The modular aspect is good; the ones that are not modular, and not of a style
you like, meh.

But more importantly there's so much more that could be done. Let's home they
take this much farther. Networking, sensing, energy management, displays,
ergonomics, use of vertical space...

Seems like furniture is hugely ripe for disruption, and this will at least
open some eyes to the possibilities.

------
hristov
Those plastic targets are really tacky. I will wait until the alliance for
wireless power comes up with their devices.

The latter is a little more advanced. It uses magnetic resonance, so the
target device can be at a small distance from the charger coil. This means
that you can put the charger under a wooden board, and the device being
charged on top of the board. Thus, a charging enabled table will look exactly
like any other table and will not have an ugly plastic target on it.

Furthermore, the device being charged does not have to be exactly aligned, so
no tacky plus signs. You can also charge several devices at one time.

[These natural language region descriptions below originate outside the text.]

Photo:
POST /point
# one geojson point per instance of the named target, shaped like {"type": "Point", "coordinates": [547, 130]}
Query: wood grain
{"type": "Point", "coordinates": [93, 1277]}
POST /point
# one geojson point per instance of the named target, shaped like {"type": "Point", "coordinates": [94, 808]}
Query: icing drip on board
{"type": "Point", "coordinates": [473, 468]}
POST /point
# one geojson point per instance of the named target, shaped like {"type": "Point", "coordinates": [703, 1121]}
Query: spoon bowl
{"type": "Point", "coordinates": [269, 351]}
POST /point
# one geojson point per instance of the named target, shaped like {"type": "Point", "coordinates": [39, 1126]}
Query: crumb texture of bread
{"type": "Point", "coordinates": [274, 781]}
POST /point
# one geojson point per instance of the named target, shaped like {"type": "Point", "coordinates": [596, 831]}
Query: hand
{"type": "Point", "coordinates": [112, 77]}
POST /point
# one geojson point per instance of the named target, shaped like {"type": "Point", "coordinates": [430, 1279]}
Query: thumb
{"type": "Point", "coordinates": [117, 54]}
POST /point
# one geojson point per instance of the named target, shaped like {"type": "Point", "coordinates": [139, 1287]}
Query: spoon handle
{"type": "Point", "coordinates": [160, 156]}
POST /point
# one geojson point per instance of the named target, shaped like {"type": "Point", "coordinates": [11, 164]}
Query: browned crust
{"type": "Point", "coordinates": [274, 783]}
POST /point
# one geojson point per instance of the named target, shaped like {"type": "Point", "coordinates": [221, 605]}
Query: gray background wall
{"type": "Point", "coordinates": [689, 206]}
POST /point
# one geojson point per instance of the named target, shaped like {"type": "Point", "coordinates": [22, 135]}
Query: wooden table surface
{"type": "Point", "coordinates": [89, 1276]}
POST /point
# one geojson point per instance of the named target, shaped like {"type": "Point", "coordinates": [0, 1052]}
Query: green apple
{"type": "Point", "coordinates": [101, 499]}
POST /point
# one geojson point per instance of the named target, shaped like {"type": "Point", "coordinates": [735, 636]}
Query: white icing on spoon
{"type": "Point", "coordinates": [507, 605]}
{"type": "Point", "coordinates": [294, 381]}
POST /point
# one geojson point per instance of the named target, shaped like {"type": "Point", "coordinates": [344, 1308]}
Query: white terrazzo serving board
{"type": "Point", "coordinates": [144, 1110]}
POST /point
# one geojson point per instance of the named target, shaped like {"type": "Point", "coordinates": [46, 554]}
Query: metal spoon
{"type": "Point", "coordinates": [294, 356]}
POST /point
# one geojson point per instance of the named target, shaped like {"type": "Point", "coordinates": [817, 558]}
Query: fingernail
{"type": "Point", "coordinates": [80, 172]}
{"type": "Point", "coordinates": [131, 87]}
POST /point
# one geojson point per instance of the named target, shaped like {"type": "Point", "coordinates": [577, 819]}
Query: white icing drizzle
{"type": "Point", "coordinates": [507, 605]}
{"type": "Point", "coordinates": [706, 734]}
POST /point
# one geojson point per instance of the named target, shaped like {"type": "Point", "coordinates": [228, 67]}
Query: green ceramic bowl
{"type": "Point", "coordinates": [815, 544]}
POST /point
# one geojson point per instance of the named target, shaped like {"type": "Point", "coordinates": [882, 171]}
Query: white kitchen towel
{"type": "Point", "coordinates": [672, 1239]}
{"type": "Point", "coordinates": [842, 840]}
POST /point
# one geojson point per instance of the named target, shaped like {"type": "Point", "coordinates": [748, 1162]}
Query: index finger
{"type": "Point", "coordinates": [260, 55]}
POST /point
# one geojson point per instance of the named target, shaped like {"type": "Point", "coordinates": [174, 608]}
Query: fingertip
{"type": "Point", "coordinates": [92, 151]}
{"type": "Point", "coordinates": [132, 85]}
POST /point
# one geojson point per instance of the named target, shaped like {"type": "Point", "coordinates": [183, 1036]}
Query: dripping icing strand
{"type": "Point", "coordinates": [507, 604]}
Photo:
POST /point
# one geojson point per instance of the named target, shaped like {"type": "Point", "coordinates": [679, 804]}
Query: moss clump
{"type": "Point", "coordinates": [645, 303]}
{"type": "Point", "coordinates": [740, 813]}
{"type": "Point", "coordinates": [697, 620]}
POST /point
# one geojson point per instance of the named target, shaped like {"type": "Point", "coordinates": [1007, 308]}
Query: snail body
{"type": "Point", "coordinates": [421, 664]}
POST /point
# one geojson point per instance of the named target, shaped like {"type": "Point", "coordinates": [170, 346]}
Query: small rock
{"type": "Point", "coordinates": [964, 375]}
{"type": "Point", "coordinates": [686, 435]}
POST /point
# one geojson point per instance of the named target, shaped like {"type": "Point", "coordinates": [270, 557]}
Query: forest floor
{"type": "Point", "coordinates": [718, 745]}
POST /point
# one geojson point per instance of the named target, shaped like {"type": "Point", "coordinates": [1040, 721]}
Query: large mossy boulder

What we have here is an interim half-way solution that will mostly give
wireless charging a bad name for a while.

------
andrewchoi
My main issue with them is the small target area. Is there a significant
practical challenge to make a Qi charging area that's maybe 5 times what the
small chargers are? Alignment, perhaps, or power waste?

------
davidiach
The place where a wireless charger would be really useful is the car.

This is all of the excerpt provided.